The unexpected global COVID-19 pandemic is the most important public health crisis the world has experienced since the 1918 influenza pandemic, and, based on data published by the World Health Organization (WHO), at the time of submitting this editorial, there have been 4.5 million deaths and more than 216 million of infected individuals.1 Spain has not been an exception, with 84 340 deaths and 4.8 million cases recorded to date.2
The impact of the pandemic has also reached the paediatric population and, despite the lower incidence and severity of the disease in this group and the small role it has been proven to play in its transmission, children and adolescents have been the subset of the population most negatively affected psychologically and socially. Home confinement, the initial closure of schools and extracurricular activities, the change in lifestyles, the increase in sedentary habits and use of electronic devices, the impoverishment of many families without access to aid, the fear, the experiences of disease in the family and in friends, situations in the household that promoted stress and violence and, above all, social isolation, have given rise to mental health problems, many of which were latent and became manifest, as well as behavioural changes in the paediatric population, especially in adolescents. This is unquestionably the crucial and most important problem that must be addressed by health professionals, institutions and families in order to bring our society back to normal: the mental health of the future adult population of Spain.3,4
As paediatricians, guarantors of child health, we have also suffered the onslaughts of the pandemic first-hand: an exponential increase in the demand for primary care and hospital-based emergency services, with pioneering dedication in the delivery of care to paediatric patients admitted to inpatient wards and intensive care units. One of the greatest challenges has been facing a disease unknown to science and with a social, cultural and behavioural impact shaped by the priority given to prevention and the pressure of the population, an unprecedented event in our society. But, at the same time, we have had to endure the pandemic in our own lives, with the quarantining or death of family members and colleagues.

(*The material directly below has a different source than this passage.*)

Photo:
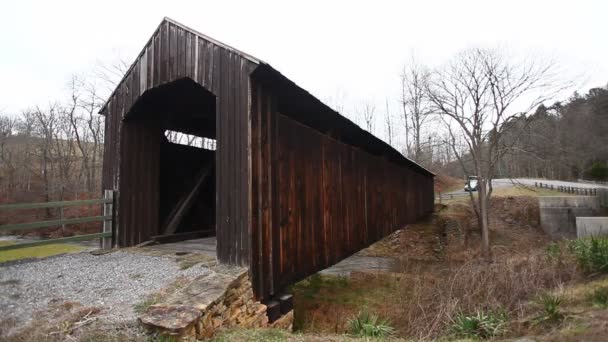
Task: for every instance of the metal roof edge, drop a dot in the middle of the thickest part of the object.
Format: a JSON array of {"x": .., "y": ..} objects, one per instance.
[{"x": 382, "y": 142}]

The impact of the pandemic on paediatric care barely affected the management of urgent illnesses, but, especially in the first epidemic wave, there was a delay in routine vaccinations and the regular follow-up of children with chronic diseases. This has been remedied in part by an increase in activity by paediatricians and the implementation of novel approaches to remote care (telephone, videoconference, email…), which have proven that there are more agile and austere ways to practice paediatrics if we can count with the cooperation and trust of the families, and, indispensably, a good team including the paediatrician, paediatric nurse, aide, administrative staff… This new concept of the “virtual paediatric visit” is undoubtedly here to stay, ensuring delivery of quality care to the paediatric population, generating satisfaction in the family and streamlining the workloads of health care providers.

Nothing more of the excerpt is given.